MATH PROCESSING BY DETECTION OF ELEMENTARY VALUED OPERANDS
    1.
    发明申请
    MATH PROCESSING BY DETECTION OF ELEMENTARY VALUED OPERANDS 有权
    通过检测元数值操作进行数学处理

    公开(公告)号:US20150095394A1

    公开(公告)日:2015-04-02

    申请号:US14040370

    申请日:2013-09-27

    CPC classification number: G06F7/50 G06F7/5443 G06F2207/3884

    Abstract: One embodiment of the present invention includes a method for simplifying arithmetic operations by detecting operands with elementary values such as zero or 1.0. Computer and graphics processing systems perform a great number of multiply-add operations. In a significant portion of these operations, the values of one or more of the operands are zero or 1.0. By detecting the occurrence of these elementary values, math operations can be greatly simplified, for example by eliminating multiply operations when one multiplicand is zero or 1.0 or eliminating add operations when one addend is zero.

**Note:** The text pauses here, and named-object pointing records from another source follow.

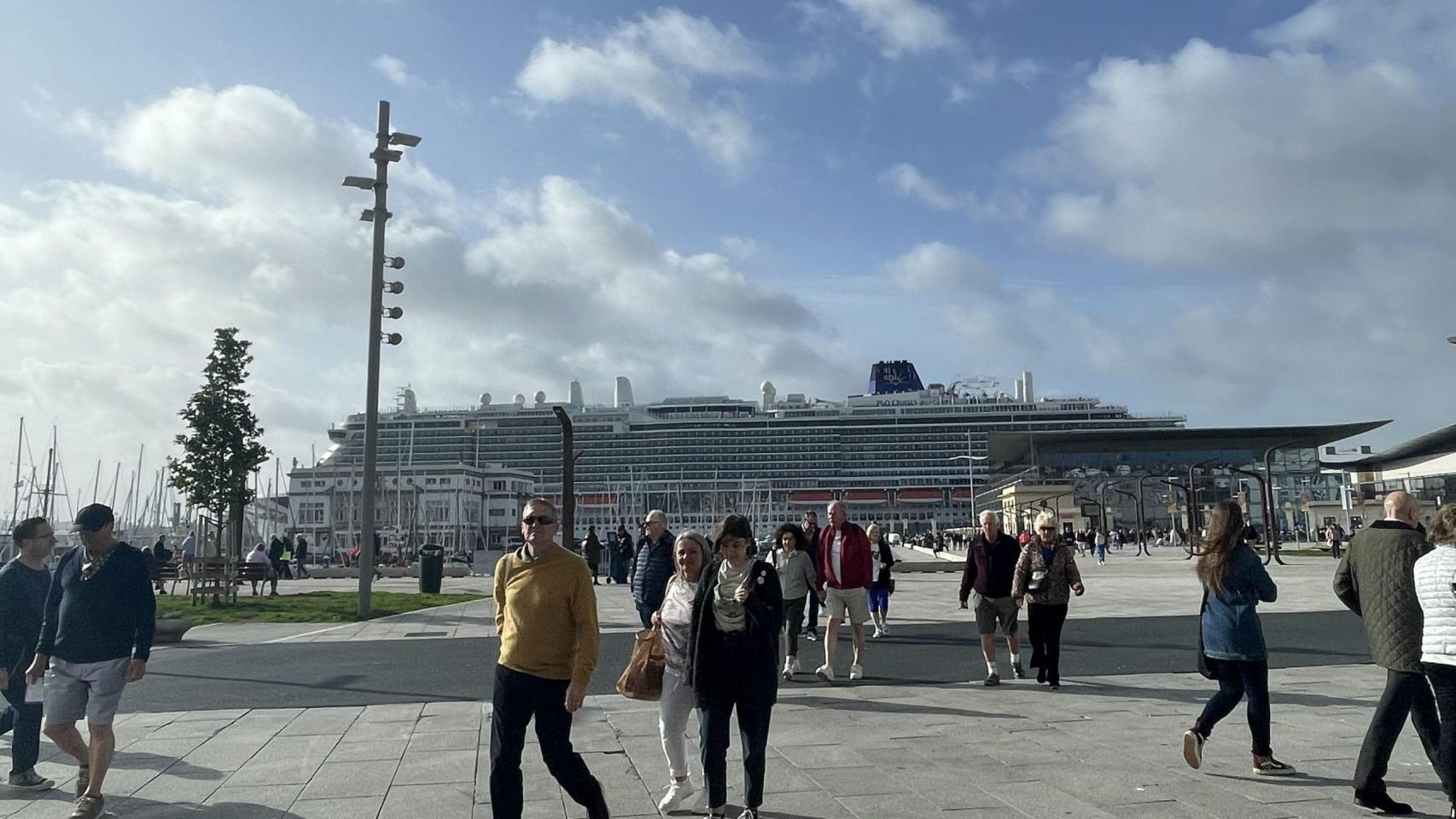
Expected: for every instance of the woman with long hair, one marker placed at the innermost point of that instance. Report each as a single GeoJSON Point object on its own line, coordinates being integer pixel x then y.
{"type": "Point", "coordinates": [734, 660]}
{"type": "Point", "coordinates": [1233, 581]}
{"type": "Point", "coordinates": [1435, 585]}
{"type": "Point", "coordinates": [1045, 578]}
{"type": "Point", "coordinates": [690, 553]}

The simplified math operations resulting from detecting elementary valued operands provide significant savings in overhead power, dynamic processing power, and cycle time.

    Abstract translation: 本发明的一个实施例包括一种通过检测具有零或1.0等基本值的操作数简化算术运算的方法。 计算机和图形处理系统执行大量的多重加法操作。 在这些操作的重要部分中,一个或多个操作数的值为零或1.0。 通过检测这些基本值的出现,可以大大简化数学运算,例如通过在一个被乘数为零或1.0时消除乘法运算,或者当一个加数为零时消除加法运算。 检测基本值操作数导致的简化数学运算能够显着节省架空功耗,动态处理能力和循环时间。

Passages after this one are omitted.